Urheberrechtsverletzung durch Einbinden eines RSS-Feeds auf eigener Webseite

Amtsgericht Hamburg

Urteil v. 27.09.2010 - Az.: 36A C 375/09

Leitsatz

Das Einbinden eines RSS-Feeds, welcher urheberrechtliche geschützte Inhalte aufweist, stellt eine Urheberrechtsverletzung dar, da hierdurch urheberrechtlich geschützte Inhalte auf der eigenen Webseite abrufbar sind. Der Webseiteninhaber nutzt so Leistungen Dritter und muss grundsätzlich vorher die Einwilligung des Rechteinhabers einholen. Andernfalls haftet er gegenüber dem Rechteinhaber auf Schadensersatz.

Sachverhalt

Der Kläger hatte auf einer Webseite eine vom ihm hergestellte Fotografie sowie einen dazu passenden, beschreibenden Text öffentlich zugänglich gemacht.
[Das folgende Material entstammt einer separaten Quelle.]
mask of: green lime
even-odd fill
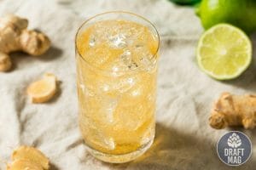
[[[256,31],[256,0],[202,0],[196,13],[205,29],[230,23],[247,33]]]
[[[213,78],[233,79],[250,65],[252,50],[252,43],[241,30],[229,24],[218,24],[201,36],[197,46],[197,62]]]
Hierfür erhielt er eine Vergütung und durfte sich in der Fußzeile des Beitrags mit zwei Links als Autor vorstellen. Bei dem Beklagten handelte es sich um einen Webseitenbetreiber. Er band die Fotografie und den Text des Klägers auf seiner Homepage als RSS-Feed ein.

Nachdem der Beklagte sich außergerichtlich weigerte Schadensersatz und die entstandenen Anwaltskosten zu erstatten, ersuchte der Kläger gerichtliche Hilfe. Er wurde in diesem Rechtsstreit von der Kanzlei Dr. Bahr vertreten.

Entscheidungsgründe

Das Gericht gab der Klage statt.

Es begründete seine Entscheidung damit, dass der Beklagte durch das Einbinden des RSS-Feeds auf der eigenen Webseite eine Urheberrechtsverletzung begangen habe.

Dem Betreiber der Webseite habe der Kläger nur einfache Nutzungsrechte eingeräumt. Der Text und das Foto durften daher auf der eigentlichen Internetseite gezeigt werden. Es sei jedoch nicht das Recht eingeräumt worden, dass die Inhalte auch auf der Webseite eines Dritten - hier des Beklagten - zum Abruf bereit gehalten würden.

Der Beklagte habe den Rechtsverstoß auch selbst verwirklicht und sei daher als Täter einzustufen. Die Einbindung sei so erfolgt, dass neue Inhalte auf der ursprünglichen Webseite automatisch auch auf der Internetseite des Beklagten abrufbar gewesen seien. Er hafte daher gegenüber dem Kläger und sei dadurch verpflichtet, die Anwaltskosten zu tragen und einen angemessenen Schadensersatz zu zahlen. Dieser belaufe sich bei einer Fotografie auf 100,- EUR und bei dem Text auf 150,- EUR.